Telaşlı karar almayın
Pandeminin üzerine, işsizlik, ekonomik tasalar, toplumsal omurdaki kısıtlamalar eklendiğinde önemli bir telaş ve gerilime birikimi ortaya çıkıyor. Bir kuyrukta beklerken, kuyruğun bir türlü bitmek bilmemesi, uzadıkça bitecekmiş üzere gözüken kuyruğun giderek daha çok uzaması üzere büyük bir engellenmişlik duygusu içindeyiz.
Pandemi yükü ağırlaştıkça, altına kaldığımız hissine kapılıyoruz. Dehşet hissinin ağır bastığı, endişe hissinin ağır bastığında da yanılma, yanlış yapma hareketlerimizde ya da can havli ile hareket etme ihtimalinin arttığı bir durumdayız. O nedenle, bir modül telaşlı karar almamanın değerli olduğunu düşünüyorum.
‘2 saatlik sanal buluşmalar işe yarayacaktır’
Bolu Abant İzzt Baysal Üniversitesi Tıp Fakültesi Psikiyatri Anabilim Kolu Öğretim Üyesi Doç. Dr.

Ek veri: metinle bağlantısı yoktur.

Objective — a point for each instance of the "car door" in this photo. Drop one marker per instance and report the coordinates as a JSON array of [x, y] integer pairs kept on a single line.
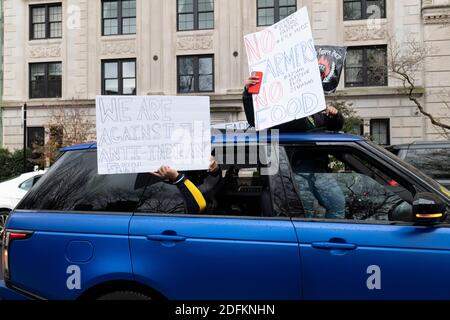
[[352, 244], [231, 253]]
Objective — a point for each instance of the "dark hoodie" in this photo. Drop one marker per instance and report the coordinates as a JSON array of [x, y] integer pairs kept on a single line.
[[322, 122]]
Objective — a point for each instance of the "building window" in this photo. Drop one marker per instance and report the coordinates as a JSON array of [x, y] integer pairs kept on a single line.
[[272, 11], [46, 21], [366, 66], [195, 74], [195, 14], [364, 9], [380, 131], [45, 80], [35, 137], [119, 17], [119, 77], [56, 136]]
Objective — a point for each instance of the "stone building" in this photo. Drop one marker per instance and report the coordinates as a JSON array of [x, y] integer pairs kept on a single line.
[[65, 52]]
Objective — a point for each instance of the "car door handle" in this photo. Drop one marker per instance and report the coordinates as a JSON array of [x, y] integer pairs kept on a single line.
[[333, 246], [165, 238]]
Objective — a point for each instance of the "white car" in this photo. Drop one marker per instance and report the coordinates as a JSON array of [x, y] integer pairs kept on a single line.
[[12, 191]]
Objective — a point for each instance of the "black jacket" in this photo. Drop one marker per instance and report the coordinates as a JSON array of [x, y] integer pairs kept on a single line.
[[322, 121]]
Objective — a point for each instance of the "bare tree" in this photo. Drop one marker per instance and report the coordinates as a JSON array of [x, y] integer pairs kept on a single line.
[[405, 62], [67, 125]]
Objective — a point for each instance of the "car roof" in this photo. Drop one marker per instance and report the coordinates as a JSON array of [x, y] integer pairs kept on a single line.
[[255, 137], [422, 144]]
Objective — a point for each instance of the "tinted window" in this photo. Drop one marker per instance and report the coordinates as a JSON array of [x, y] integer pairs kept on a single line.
[[72, 184], [434, 162], [338, 184]]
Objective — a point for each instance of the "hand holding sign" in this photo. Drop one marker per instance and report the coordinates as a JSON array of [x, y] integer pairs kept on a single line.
[[291, 88]]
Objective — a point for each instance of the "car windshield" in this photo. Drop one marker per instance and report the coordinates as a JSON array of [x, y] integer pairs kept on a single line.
[[433, 161], [411, 168]]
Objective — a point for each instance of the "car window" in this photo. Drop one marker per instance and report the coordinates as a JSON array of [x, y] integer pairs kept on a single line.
[[72, 184], [339, 184], [240, 188], [433, 162], [27, 184]]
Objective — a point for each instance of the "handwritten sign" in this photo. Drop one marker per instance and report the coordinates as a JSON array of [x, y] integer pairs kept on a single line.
[[292, 87], [139, 134]]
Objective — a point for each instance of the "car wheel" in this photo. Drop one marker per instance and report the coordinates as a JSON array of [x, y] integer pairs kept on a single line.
[[124, 295]]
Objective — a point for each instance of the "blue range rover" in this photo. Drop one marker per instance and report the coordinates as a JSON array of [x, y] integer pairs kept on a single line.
[[339, 218]]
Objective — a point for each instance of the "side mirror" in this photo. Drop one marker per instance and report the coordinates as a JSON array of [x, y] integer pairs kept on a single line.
[[429, 209]]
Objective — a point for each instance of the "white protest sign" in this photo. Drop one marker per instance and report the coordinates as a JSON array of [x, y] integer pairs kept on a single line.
[[292, 86], [141, 133]]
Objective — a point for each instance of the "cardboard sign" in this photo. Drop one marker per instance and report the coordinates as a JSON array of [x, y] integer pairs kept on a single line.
[[139, 134], [331, 63], [292, 87]]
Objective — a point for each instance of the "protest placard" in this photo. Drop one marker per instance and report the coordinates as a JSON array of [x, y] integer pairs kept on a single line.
[[141, 133], [292, 86]]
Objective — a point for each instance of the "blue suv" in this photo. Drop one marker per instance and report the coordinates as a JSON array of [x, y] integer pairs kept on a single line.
[[338, 218]]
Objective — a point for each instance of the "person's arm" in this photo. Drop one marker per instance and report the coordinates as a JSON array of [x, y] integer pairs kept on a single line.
[[335, 119], [195, 202]]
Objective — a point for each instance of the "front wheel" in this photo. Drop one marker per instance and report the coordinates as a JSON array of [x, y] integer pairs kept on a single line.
[[124, 296]]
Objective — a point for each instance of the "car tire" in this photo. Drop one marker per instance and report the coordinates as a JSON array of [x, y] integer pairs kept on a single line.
[[124, 296]]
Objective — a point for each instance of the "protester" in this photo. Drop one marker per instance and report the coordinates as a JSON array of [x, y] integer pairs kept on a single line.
[[329, 120], [197, 188], [309, 169], [313, 176]]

Burcu Rahşan Erim ise son iki aylık periyotta depresyon ve anksiyete meseleleri ile başvuran danışan sayısında artış olduğunu belirtti.

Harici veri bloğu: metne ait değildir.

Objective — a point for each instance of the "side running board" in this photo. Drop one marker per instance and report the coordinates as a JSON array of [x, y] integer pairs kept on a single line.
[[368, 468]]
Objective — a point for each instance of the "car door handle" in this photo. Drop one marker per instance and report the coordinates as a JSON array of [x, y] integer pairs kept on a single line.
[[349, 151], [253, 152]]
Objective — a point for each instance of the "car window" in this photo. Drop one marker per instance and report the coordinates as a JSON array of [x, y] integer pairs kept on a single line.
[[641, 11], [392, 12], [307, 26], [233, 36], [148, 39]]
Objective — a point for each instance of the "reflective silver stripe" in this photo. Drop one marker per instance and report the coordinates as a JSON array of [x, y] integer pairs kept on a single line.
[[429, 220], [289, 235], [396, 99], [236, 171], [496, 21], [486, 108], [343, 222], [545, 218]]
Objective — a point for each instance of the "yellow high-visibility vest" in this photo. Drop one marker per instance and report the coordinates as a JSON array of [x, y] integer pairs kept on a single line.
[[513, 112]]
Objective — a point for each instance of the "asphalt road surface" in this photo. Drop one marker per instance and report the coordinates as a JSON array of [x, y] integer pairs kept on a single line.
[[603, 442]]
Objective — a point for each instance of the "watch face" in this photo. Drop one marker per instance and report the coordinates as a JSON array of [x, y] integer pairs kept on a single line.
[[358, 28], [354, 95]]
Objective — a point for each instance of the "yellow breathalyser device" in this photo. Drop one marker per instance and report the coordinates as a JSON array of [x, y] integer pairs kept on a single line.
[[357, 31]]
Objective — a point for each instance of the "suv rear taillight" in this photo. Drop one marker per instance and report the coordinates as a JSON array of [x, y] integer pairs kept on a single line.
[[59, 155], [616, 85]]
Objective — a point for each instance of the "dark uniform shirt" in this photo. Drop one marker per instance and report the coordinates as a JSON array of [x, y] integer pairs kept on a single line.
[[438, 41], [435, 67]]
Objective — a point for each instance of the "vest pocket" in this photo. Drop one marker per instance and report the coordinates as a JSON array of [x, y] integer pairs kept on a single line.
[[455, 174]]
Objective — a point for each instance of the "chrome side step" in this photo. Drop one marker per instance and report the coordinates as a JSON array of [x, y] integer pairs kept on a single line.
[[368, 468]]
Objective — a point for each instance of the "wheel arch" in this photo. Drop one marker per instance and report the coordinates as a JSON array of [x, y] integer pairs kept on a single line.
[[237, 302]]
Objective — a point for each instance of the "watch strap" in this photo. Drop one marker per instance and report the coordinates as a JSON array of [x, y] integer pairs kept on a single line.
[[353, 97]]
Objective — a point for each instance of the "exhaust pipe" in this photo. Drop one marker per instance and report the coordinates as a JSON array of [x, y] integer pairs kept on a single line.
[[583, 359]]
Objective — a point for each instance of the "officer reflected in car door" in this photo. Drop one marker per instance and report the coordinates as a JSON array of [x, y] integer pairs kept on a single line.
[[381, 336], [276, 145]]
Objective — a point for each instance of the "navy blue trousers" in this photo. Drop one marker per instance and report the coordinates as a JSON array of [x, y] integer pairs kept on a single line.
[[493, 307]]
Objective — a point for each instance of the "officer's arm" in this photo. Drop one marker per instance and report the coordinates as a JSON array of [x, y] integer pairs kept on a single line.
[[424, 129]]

En büyük yanılgının esnek mesai ile açılan alanı alışılagelmiş metotlarla doldurmaya çalışmak olduğunu kelamlarına ekleyen Doç. Dr. Erim, şunları anlattı: “Eski alışkanlıklarla açılan alanları doldurmak mümkün değil. Toplumsallaşma, toplumsal ömür alanlarında toplu vakit geçirmeler ortadan kalkınca kendi içimize döndük. Yalnızlık hissiyle kendimizi çok daha savunmasız hissediyoruz. Herkesin tıpkı durumda olduğunu bilerek, dayanışma için de süreci en az hasarla atlamaktan öteki dermanımız bulunmuyor. Zoom toplantı yahut buluşmaları bu açıdan çok kıymetli. Günde 2, 3 saat online buluşmalar bile hepimize gevşeme ve rahatlama sağlayabilir. Online buluşmaların, süreci atlatana kadar toplumsal takviye manasında işe yaradığının bilinmesini isterim. Meseleleri anlamaya çalışmak, dertleşmek, birbirimize takviye olmak, çalışmak ve yeni alanlar açmamız gerekiyor.”
Çalışan bayanlar zorda
Danışanların en çok konsantrasyon bozukluğu ile ilgili şikayette bulunduğunu söz eden Doç. Dr. Erim, şunları söyledi:
“Evden çıkamıyor olsak da muhakkak bir rutin belirlememiz gerekiyor. Rutin belirleme uyku tertibi açısından da değerli. Ayrıyeten nefes idmanları ruhsal rahatlama açısından fayda sağlıyor. Fizikî idmanlar ise ruhsal açıdan oluşan baskıyı önemli formda azaltırken, yorgunluk hissini ortadan kaldırıyor. Pandemi sürecinde bayanları baskı altına olduğunu görüyoruz.
Bayanlar biçilen rol konuttan çalışma periyodunda daha da artmış durumda. Gece yarılarına kadar online toplantılara katılan birçok bayan birebir vakitte konut, eş ve çocuğuyla ilgilenmek sorumluluklarına yerine getirmek zorunda. Konutta şiddette artış olduğunu gözlemliyoruz. Çalışan bayanlar beklenen daha fazla yıpranmaya maruz kalıyorlar. Süreç uzarsa bayanların iş hayatından kopma riski ortaya çıkabilir. Gece yarılarına sarkan online toplantı yahut raporlamalar sıkışmışlık hissini artırıyor.”